Experts dismiss RBS account 'distortion'
RBS accused of using IFRS to distort its accounts but experts dismissive of claims
RBS accused of using IFRS to distort its accounts but experts dismissive of claims
SENIOR ACCOUNTANTS have hit back at MPs’ concerns over RBS’s accounting under International Financial Reporting Standards.
The bank was accused of using IFRS to massage its accounts in a letter sent by Steve Baker MP and former Tory front bencher David Davis. In it, they pointed out that RBS valued its losses at £32bn whereas the government’s Asset Protection Scheme (APS) estimated them at £57bn.

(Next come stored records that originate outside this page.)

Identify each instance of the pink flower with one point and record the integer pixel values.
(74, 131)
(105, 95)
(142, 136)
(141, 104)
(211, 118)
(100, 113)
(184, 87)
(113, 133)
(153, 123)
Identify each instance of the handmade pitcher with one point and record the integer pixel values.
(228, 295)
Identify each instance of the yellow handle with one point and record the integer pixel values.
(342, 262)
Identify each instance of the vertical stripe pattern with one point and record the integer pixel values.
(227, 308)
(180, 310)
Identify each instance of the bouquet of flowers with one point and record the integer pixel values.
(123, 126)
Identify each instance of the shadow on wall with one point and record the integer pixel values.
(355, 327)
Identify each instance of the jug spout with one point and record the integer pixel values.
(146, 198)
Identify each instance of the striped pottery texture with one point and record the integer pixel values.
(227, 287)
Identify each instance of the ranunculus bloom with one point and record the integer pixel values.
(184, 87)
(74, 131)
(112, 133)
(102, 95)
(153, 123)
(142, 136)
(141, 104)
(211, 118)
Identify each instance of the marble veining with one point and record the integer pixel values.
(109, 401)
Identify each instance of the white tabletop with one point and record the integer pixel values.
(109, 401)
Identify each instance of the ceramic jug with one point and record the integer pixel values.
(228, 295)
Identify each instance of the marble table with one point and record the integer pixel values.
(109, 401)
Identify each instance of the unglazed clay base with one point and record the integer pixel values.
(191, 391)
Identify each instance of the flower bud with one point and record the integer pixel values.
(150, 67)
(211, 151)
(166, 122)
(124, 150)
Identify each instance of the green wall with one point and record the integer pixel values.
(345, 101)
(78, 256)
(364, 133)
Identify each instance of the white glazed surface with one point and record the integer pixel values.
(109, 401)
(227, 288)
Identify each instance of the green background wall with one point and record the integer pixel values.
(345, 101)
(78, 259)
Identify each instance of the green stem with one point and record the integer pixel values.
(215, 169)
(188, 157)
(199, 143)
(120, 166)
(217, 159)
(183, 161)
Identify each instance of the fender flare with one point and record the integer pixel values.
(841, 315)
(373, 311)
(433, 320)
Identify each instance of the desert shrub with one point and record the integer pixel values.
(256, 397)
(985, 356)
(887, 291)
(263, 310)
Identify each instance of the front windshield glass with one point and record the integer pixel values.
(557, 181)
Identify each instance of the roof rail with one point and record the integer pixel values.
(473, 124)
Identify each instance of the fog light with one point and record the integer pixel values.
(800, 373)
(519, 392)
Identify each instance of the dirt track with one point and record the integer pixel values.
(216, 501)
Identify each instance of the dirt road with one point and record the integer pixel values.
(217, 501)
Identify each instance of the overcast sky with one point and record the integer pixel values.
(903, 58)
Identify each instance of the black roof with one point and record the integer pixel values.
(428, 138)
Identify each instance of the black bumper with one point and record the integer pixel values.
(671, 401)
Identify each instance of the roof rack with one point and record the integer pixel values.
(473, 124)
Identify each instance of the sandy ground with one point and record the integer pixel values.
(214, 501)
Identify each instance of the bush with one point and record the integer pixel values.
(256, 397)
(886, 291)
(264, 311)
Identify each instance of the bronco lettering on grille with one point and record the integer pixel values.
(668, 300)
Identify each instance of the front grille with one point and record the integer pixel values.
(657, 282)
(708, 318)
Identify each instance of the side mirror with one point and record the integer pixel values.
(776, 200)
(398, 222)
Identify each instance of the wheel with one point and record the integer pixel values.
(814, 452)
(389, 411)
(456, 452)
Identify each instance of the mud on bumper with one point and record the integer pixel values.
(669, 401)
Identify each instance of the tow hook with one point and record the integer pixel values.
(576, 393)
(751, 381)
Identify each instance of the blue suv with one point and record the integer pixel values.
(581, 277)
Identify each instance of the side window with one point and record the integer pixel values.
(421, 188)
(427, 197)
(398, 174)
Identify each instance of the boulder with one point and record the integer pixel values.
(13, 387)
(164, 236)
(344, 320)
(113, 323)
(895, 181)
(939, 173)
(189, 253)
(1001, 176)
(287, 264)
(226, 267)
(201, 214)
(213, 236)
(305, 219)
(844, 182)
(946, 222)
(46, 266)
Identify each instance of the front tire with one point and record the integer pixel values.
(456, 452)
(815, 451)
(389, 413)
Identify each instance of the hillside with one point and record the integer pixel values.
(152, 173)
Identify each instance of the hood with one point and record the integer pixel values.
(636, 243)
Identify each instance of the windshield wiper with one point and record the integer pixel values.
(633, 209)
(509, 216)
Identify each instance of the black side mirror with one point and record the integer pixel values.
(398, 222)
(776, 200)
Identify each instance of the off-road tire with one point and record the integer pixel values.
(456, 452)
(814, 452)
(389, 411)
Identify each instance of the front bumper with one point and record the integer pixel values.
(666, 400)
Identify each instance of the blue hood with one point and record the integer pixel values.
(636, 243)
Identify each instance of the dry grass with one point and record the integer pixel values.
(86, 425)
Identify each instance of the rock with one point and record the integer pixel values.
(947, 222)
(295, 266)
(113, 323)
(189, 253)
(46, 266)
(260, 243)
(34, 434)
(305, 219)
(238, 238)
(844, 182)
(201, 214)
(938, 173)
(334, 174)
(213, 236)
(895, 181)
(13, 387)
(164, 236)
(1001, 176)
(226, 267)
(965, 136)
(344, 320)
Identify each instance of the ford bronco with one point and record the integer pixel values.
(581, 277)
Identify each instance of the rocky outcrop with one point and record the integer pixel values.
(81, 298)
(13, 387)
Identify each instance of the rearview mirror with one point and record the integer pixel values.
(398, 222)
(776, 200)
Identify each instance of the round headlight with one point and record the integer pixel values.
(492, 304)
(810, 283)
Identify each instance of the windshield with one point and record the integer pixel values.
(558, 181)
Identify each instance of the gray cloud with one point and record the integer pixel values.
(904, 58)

Experts have said comparing the two figures amounts to comparing apples and oranges, calling the letter “very poorly researched”.
The APS underwrites a number of RBS liabilities, including loans, derivatives and assets available for sale. The protection is in two parts: as a financial guarantee against loans such as mortgages; and as an insurance policy against asset losses. This means the numbers it represents are effectively a combination of two things – products at amortised cost and those at fair value.
For this reason, RBS’s losses (in effect, its insurance policy) are calculated by APS on a different basis to the bank’s accounting, making the two figures non-comparable.
Critics said that IFRS nay-sayers – who argue that the global standards do not allow prudence through accounting for expected losses – are ignoring the fact that UK GAAP worked in exactly the same way.
Both frameworks call on companies to report incurred losses only, and this should not prevent company directors from discharging their fiduciary duties by making prudent accounting decisions if they fear significant future losses.
Commentators dismissed the assumption that UK GAAP would give rise to substantially different accounts, nevertheless, the International Accounting Standards Board is currently moving towards an expected rather than an incurred loss model.
The letter, written by banking expert Gordon Kerr of Cobden Partners, claimed IFRS is at fault but that RBS had applied the rules “more extensively” than other European banks. It is questionable whether or not standards can be applied to differing extents but it is true that the global rules are principles based: this requires the use of judgement and companies are free to estimate more or less conservatively.
Kerr said, when it comes to the issue of incurred and expected loss, “the IASB seems to have become confused to the point of incompetence”, adding that the consultation around the relevant accounting standard – IAS 39 (IFRS 9) – did not make it clear whether an incurred or an expected loss approach was required.
“It may have been that error that led to so many failing to spot that IFRS did not comply with either the Companies Act or even any commonsense accounting standard,” he concluded.